2. Reduced Interest Rates
It is possible to get a lower interest rate through home equity loan as it is a secured loan. However, do remember that the word “secured” is not meant for you, it means that it is safe for your lending institution.
3. One Payment, One Creditor
Writing a single check is much easier than writing numerous checks, and you will have just one creditor to deal with.
4. Tax Deductions
It is also possible to get some benefits from the tax deductions with home equity loan. This is because you’ll be paying interest on a mortgage.
Cons of Debt Consolidation
1. Getting Into More Debt
Debt consolidation is not always right for credit problems. As you may again be tempted to continue using the credit cards that you’ve paid off.

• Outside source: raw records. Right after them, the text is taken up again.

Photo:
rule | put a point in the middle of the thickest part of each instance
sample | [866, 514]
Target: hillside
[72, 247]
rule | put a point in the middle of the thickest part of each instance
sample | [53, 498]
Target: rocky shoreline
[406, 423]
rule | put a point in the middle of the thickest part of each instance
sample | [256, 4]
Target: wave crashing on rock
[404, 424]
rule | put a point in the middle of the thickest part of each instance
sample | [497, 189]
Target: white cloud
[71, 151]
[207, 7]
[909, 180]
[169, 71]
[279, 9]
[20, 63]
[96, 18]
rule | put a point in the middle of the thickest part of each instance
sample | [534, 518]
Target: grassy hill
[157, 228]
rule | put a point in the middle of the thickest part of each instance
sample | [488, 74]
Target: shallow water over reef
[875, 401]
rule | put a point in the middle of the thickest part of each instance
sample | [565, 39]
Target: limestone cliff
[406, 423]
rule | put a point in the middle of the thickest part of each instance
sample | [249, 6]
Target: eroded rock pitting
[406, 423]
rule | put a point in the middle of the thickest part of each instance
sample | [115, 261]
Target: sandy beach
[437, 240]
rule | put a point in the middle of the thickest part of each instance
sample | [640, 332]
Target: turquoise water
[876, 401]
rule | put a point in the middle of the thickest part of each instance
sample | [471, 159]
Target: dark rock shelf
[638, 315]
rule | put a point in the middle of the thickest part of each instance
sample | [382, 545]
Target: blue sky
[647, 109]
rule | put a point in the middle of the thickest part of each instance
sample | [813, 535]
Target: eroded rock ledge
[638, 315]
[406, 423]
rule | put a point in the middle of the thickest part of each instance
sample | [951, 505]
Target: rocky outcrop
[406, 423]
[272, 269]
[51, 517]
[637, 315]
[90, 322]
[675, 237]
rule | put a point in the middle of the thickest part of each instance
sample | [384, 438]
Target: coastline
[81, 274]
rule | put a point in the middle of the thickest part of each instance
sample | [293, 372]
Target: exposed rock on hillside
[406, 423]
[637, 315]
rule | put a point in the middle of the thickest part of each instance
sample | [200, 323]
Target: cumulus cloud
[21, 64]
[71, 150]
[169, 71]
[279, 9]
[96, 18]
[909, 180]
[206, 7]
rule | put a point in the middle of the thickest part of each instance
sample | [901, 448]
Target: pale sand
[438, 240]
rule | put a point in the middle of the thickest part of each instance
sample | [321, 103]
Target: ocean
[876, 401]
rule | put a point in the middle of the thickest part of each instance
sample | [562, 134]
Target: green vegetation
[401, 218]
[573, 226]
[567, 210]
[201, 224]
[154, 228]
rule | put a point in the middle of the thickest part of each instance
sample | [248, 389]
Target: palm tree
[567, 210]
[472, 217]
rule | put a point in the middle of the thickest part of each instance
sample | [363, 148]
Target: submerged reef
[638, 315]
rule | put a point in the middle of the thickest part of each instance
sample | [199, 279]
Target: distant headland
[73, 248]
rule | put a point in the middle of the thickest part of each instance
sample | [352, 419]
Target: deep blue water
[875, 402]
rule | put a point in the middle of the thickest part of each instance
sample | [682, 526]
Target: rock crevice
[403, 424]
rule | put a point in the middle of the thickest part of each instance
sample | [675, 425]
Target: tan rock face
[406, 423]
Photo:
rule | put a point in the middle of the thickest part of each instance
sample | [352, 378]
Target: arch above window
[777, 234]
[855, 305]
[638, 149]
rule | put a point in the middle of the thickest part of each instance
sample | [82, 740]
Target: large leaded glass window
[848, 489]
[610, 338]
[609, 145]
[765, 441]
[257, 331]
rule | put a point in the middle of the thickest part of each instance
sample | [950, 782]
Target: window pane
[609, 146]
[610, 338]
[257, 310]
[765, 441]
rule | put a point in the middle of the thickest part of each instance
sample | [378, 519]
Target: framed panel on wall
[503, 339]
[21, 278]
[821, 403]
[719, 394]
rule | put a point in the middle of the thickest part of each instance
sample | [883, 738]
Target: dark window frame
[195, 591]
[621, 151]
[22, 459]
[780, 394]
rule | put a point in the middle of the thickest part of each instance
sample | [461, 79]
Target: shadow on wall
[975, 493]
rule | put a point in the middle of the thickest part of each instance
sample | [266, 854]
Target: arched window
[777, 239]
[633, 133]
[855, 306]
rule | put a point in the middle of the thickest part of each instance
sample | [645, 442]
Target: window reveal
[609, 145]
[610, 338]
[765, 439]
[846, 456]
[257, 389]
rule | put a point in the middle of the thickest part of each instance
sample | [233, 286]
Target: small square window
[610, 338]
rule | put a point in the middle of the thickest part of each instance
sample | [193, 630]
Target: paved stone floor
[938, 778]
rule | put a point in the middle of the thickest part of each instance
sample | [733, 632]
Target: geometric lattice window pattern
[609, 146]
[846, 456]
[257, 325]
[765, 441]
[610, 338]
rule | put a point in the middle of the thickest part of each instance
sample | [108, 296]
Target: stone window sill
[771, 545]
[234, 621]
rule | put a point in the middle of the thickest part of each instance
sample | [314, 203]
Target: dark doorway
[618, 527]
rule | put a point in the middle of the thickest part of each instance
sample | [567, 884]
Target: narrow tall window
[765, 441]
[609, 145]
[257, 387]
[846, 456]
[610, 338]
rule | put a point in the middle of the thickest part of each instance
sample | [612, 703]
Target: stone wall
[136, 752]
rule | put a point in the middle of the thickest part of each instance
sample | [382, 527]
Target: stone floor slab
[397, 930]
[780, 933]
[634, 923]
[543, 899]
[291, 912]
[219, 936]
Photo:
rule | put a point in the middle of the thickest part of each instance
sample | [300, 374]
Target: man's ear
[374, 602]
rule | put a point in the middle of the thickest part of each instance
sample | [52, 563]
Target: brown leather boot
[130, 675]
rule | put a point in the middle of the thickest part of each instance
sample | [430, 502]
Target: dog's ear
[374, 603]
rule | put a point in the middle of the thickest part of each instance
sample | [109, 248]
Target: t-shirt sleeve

In reality, this may actually make problems worse by allowing the creditor to make more debts as compared to the amount they initially started with.
2. May Cost More Overall
Although the monthly payments and interest rates may be lower as compared to individual rates, you might get yourself stuck into a longer-term loan in which you will have to pay more interest in the long run.
3. May Take Longer to Pay Off
If you refuse to use the extra monthly savings to pay off your loan, and use it for something else, it can take much longer time to get you out of debts.
4. Could Lose Your Home
In case you opt for a home equity loan, do keep in mind that the lower interest rate that results from listing your home as security, might cost you your home if unfortunately you default on your loan.
5. One Payment
Sometimes, it can be more advantageous for you to pay off smaller loans with higher-interest rates first. This way you’ll get rid of the big loans sooner and feel much lighter, which you can’t do if you’ve combined all your debts into a single loan.
6. May not Qualify for a Loan
Do keep in mind that with so much of debts, you may not qualify for an additional loan. And even if you do qualify, the interest rate might be too high.
7. Disreputable Debt Consolidation Companies
Do some research before you choose any debt consolidation company as there are various companies that claim to offer non-profit debt consolidation services but are just scams in reality.